I’ve had great intentions for putting myself out there, but I have always fallen short. But now that things are on the mend, I am going to do my best to improve.

Along with not writing this year, I picked up gardening, knitting (and some crochet- still learning), built a lot of furniture for the newly opened side of my house, and created a space that makes me truly feel happy and creative.

I’m making plans to be more present for 2025. I’m making plans to get back into writing and not make it feel like such a struggle. I’m working on putting myself more out there with my writing and my art despite my intense fear of heartbreaking rejection.

You’ll see more from me over the next few weeks of 2024 and in 2025!

 

Writer Life Lesson #1: Write It Down

Being a writer means writing, but sometimes writing doesn’t come as easy as we might like. Sometimes the ideas don’t come flowing as a raging waterfall splashing the exact words we want on the page. Sometimes they show up when we have no way of remembering. Sometimes the ideas keep us up at night, or catch us right between sleep and awake and the next morning we don’t remember them.

The best way to combat all of these problems is to write it down!

If the ideas don’t come as easy as we would like, or if the ideas are there, but we’re scared of the words, terrified with the fear that the words will be the worst ever, the only solution is to write through it.

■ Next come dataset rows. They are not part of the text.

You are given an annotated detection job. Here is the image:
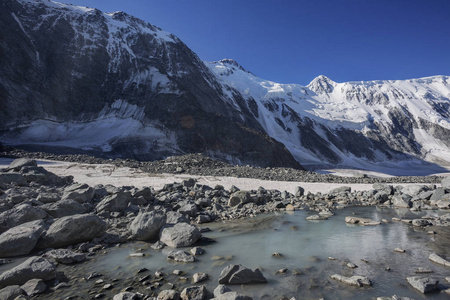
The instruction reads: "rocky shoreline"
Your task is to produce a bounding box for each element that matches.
[0,156,450,299]
[0,147,443,184]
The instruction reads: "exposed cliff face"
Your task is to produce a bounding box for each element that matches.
[0,0,300,167]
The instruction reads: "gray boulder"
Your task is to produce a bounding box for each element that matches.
[0,256,56,288]
[130,211,166,241]
[167,250,195,262]
[21,279,47,297]
[5,158,37,172]
[0,204,47,232]
[45,249,86,265]
[219,265,267,284]
[160,223,202,248]
[406,276,439,294]
[0,220,44,257]
[180,285,208,300]
[331,274,372,287]
[37,215,108,249]
[96,191,131,213]
[41,199,86,218]
[228,191,251,207]
[61,183,95,203]
[213,292,253,300]
[0,285,25,300]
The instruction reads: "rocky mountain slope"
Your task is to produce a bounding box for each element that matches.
[0,0,450,173]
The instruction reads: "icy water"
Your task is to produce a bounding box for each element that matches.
[30,207,450,300]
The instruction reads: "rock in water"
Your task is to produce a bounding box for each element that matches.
[219,265,267,284]
[37,215,108,249]
[130,211,166,241]
[0,220,44,257]
[0,256,56,288]
[160,223,202,248]
[406,276,439,294]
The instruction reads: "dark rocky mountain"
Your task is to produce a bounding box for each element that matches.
[0,0,301,168]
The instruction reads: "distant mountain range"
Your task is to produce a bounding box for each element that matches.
[0,0,450,173]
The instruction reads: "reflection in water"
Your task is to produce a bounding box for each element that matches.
[34,207,449,300]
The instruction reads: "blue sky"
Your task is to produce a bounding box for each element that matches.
[65,0,450,85]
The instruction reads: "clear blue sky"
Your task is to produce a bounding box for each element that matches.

It doesn’t matter if the words are “I don’t know what to write” or “Hitler was such a jackass”. It doesn’t matter if they connect to what you were writing or not, just write your first thought, as soon as you pick up that pen or open that document. If the first words you write suck, or are outrageous, the pressure to find the right words will be lessened. If after that first thought, you’re still stuck, keep doing it until you find the right words. You can always go back and edit it (or laugh about it later).

If you have the exact opposite problem, and get ideas when you can’t write them down or keep them long enough to remember them, find a mental image wherever you are, something you’ll remember like an orange penguin eating purple pancakes, or imagine the thought over and over and over again as many times as you can until you get the chance to write it down. If you have a pen, but no paper, write it on your hand or wrist or wherever it will stay until you can write it down somewhere permanently. If the same think occurs at night, and you don’t or can’t turn on a light, I recommend a small whiteboard, or something you can grab quickly in the dark and jot down the idea before it flies away.

White board above my bed. Several ideas live there

So whether the ideas won’t come, or they won’t stop coming: Write it down. No matter how dumb it seems at the time, you never know when you can recycle it later, or turn it into something else.

After all, some of the craziest ideas make the best stories.

How do you keep track of your ideas?